When one dependent variable is being evaluated, the process is termed **simple linear regression**; when more than one is considered, the process is called **multiple linear regression**. Thankfully, the process to run both scenarios is possible on datasets imported in R.

In this particular case study, I wanted to see if there was a significant linear relationship between the number of fish meals consumed per week and the total mercury levels found amongst fishermen. The dataset used in this analysis is attached as an appendix item at the end of the article. Since we have data between two variables only, I looked at applying a simple linear regression model to the dataset in question.

This article focuses on practical steps for conducting linear regression in R, so there is an assumption that you will have prior knowledge related to linear regression, hypothesis testing, ANOVA tables and confidence intervals. In case you require additional background on these topics, I recommend checking out the tutorials listed at the end of this article on the prior-mentioned topics.

**Step 1: Save the data to a file (excel or CSV file) and read it into R memory for analysis**

This step is completed by following the steps below.

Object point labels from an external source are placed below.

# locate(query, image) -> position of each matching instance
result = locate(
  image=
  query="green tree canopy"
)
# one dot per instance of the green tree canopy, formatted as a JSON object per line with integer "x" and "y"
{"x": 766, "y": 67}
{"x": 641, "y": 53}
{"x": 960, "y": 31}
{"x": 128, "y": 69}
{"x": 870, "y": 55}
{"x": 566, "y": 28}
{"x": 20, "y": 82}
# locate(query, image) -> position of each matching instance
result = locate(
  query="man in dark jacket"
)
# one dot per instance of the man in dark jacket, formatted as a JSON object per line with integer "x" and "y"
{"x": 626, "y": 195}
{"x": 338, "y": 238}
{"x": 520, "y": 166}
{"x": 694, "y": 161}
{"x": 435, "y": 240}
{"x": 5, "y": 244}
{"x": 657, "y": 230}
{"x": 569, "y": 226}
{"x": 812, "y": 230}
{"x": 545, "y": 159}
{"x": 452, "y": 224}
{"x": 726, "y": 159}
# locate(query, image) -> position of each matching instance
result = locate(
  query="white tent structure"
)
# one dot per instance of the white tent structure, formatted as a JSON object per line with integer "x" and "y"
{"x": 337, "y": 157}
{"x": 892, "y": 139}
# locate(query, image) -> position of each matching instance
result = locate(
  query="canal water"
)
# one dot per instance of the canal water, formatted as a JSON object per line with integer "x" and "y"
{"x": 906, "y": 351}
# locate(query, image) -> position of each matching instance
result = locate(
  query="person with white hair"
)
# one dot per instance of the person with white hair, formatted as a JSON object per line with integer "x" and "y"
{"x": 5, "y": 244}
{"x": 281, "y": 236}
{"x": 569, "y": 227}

1. Save the CSV file locally on desktop

2. In RStudio, navigate to “Session” -> “Set Working Directory” ->“Choose Directory” -> Select folder where the file was saved in Step 1

3. In RStudio, run the commands:

*data <- read.csv(“*fisherman_mercury_levels.csv*”)*

*attach(data)*

**Step 2: To get a sense of the data, generate a scatterplot. Consciously decide which variable should be on the x -axis and which should be on the y-axis. Using the scatterplot, evaluate the form, direction, and strength of the association between the variables.**